К этому же периоду мы цепко ухватились за идею самолетовождения с помощью радио и астрономии. Много полетов сделали с этой новейшей аппаратурой, не видя земли, — в плохую погоду, ночью, в облаках, в тумане.

Бурно рос советский воздушный флот. Сила, могущество, величие его заставляли содрогаться врагов Страны Советов. Такие полеты, как от Москвы до Владивостока, становились полетами заурядными, обычными, полет четырех тяжелых кораблей на Северный полюс представлялся теперь не таким уж сложным.

В полном блеске показал всю свою силу наш Воздушный флот в Великой Отечественной войне с немецкими захватчиками. В исторических битвах под Москвой, [7] Сталинградом, на Курской дуге, на Днепре, под Кенигсбергом, Прагой, Веной и во многих других местах советские летчики на своих отличных машинах творили подлинные чудеса.

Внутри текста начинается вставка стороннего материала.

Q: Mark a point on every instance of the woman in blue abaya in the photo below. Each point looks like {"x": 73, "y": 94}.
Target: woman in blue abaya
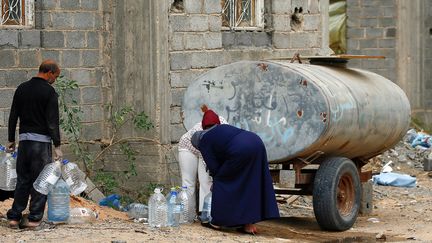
{"x": 242, "y": 192}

История и память поколений навсегда сохранят имена воздушных витязей, показавших образцы блестящего технического мастерства, умноженного на львиное мужество, героизм и преданность социалистической Родине, делу партии Ленина — Сталина. Днем и ночью, в осеннюю непогоду и зимние метели, в самых сложных метеорологических условиях, не считаясь с опасностью и риском для жизни, герои-летчики, сыны великого русского народа, громили противника, сокрушая бетон и сталь немецких укреплений, уничтожая последнюю надежду, последний дух немецких войск.

Советский народ по праву гордится своим воздушным флотом — передовым в мире. Он крепко любит своих бесстрашных соколов, и советские летчики дорожат его любовью.

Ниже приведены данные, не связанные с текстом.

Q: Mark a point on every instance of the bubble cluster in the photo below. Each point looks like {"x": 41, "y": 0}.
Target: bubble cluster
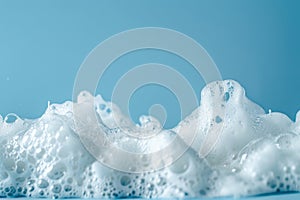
{"x": 255, "y": 152}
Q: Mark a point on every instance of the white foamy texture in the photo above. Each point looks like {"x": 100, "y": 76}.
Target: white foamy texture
{"x": 238, "y": 150}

Невольно улыбаешься, оглядываясь назад и вспоминая полеты Васильева, Уточкина, Нестерова и других пионеров авиации. Наши летающие «гробы» периода гражданской войны, наши «дальние» полеты в 100 километров, — как далеко все это и как все это недавно было! Ведь прошло совсем немного лет, а от утлых, немощных, слабеньких, с позволения сказать, самолетов мы дошли до мощных быстроходных, высотных советских гигантов.

И хочется запечатлеть пройденное, чтобы знали все, и особенно наша молодежь, об этой гигантской стройке большевиков, о том, с чего советский воздушный флот начинал свой путь. Поэтому я и решил опубликовать свои краткие записки. Они не окончены. Они будут продолжены — мной или не мной, — это все равно.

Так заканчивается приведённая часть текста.